Professor pesquisado por acusado de matar Marielle reassume cargo na Secretaria da Educação do Rio

Pedro Mara se ausentou do Rio de Janeiro por questões de segurança, teve o processo de exoneração aberto pela Seeduc, mas conseguiu reverter a situação

Foto: Reprodução/Facebook
“Uma parte da batalha foi vencida. Depois de muita pressão, a Seeduc me reintegrou.” Foi assim que Pedro Mara, professor e diretor do CIEP 210, escola da periferia de Belford Roxo, no Rio de Janeiro, reagiu depois que foi readmitido na rede estadual de ensino. Ele deve voltar ao trabalho nesta terça-feira (30). Pedro foi pesquisado na internet por Ronnie Lessa, acusado de assassinar Marielle Franco. Ele estava afastado de suas funções desde o dia 25 de março pela Secretaria de Educação. A pasta decidiu abrir um processo de exoneração, porque o professor, depois de descobrir que tinha sido pesquisado...

“Uma parte da batalha foi vencida. Depois de muita pressão, a Seeduc me reintegrou.” Foi assim que Pedro Mara, professor e diretor do CIEP 210, escola da periferia de Belford Roxo, no Rio de Janeiro, reagiu depois que foi readmitido na rede estadual de ensino. Ele deve voltar ao trabalho nesta terça-feira (30).

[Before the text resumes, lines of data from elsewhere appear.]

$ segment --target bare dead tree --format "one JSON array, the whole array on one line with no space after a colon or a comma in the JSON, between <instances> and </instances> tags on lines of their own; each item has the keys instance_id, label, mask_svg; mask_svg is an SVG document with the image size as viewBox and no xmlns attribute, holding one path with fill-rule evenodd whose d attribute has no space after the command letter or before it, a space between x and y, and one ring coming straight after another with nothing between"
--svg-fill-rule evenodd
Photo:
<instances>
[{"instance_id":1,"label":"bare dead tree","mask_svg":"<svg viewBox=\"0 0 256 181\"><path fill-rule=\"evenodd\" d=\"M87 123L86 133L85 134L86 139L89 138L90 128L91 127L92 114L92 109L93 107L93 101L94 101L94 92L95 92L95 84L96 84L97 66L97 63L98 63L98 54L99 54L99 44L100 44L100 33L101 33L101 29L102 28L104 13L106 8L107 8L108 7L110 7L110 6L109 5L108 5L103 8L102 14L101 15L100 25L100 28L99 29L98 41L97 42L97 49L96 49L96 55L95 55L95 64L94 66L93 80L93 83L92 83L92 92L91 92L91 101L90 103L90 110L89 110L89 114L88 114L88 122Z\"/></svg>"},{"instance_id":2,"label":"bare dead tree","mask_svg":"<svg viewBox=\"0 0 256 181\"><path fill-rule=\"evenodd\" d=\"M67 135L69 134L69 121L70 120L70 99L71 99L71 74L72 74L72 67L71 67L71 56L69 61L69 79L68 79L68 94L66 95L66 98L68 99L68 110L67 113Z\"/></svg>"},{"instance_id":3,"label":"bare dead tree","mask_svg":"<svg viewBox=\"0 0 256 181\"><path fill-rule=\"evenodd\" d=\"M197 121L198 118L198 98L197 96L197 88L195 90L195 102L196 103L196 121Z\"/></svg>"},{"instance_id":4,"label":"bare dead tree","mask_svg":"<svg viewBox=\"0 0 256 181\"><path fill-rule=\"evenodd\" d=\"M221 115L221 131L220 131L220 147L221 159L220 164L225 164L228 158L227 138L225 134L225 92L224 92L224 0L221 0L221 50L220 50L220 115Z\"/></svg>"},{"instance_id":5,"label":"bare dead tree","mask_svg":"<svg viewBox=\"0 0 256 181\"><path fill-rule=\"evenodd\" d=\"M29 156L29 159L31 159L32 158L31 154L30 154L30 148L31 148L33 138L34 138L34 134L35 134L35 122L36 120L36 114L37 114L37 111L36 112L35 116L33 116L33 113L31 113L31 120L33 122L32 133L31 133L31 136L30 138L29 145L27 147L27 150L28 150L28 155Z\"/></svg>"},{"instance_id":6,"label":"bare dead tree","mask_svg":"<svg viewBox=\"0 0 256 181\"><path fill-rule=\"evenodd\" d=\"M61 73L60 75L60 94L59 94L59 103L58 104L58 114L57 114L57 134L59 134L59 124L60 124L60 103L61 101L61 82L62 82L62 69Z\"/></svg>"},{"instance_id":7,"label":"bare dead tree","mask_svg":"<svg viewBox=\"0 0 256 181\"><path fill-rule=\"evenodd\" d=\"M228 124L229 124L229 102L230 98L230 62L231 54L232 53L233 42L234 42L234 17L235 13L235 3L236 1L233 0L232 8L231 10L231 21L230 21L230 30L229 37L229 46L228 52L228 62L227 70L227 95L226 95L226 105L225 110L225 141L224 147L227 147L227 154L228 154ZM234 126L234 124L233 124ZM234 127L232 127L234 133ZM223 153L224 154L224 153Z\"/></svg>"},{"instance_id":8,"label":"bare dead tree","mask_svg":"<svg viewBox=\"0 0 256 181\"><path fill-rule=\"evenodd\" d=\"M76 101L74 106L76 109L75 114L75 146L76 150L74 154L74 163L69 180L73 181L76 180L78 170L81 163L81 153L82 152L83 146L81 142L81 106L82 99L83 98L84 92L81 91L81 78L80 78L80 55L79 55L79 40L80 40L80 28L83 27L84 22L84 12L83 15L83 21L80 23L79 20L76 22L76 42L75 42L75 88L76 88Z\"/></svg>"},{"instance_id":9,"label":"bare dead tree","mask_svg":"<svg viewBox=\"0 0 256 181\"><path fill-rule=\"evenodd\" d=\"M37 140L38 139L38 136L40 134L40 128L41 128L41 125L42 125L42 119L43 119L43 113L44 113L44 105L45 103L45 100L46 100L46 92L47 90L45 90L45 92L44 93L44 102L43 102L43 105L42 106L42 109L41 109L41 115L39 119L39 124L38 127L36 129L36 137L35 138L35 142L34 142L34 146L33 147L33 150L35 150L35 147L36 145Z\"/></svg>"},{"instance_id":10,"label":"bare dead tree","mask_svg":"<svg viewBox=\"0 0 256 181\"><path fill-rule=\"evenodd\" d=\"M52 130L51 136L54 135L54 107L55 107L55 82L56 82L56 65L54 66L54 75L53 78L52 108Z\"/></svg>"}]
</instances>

Pedro foi pesquisado na internet por Ronnie Lessa, acusado de assassinar Marielle Franco. Ele estava afastado de suas funções desde o dia 25 de março pela Secretaria de Educação. A pasta decidiu abrir um processo de exoneração, porque o professor, depois de descobrir que tinha sido pesquisado por Lessa, teve de se afastar do Rio por questões de segurança.

Pedro afirma que o processo de exoneração, além de injusto, criou uma situação delicada para ele, pois seu salário foi bloqueado.

“Mesmo com os apelos que foram feitos, tanto da Assembleia Legislativa quanto da OAB e do sindicato, o secretário (Pedro Fernandes Neto) levou esse processo até o final. Deu o direito à defesa porque era o mínimo que ele poderia fazer, pois não fez mais nada do que a obrigação, mas não teve nenhum tipo de compreensão com relação ao que estava acontecendo”, avalia, em entrevista à Fórum.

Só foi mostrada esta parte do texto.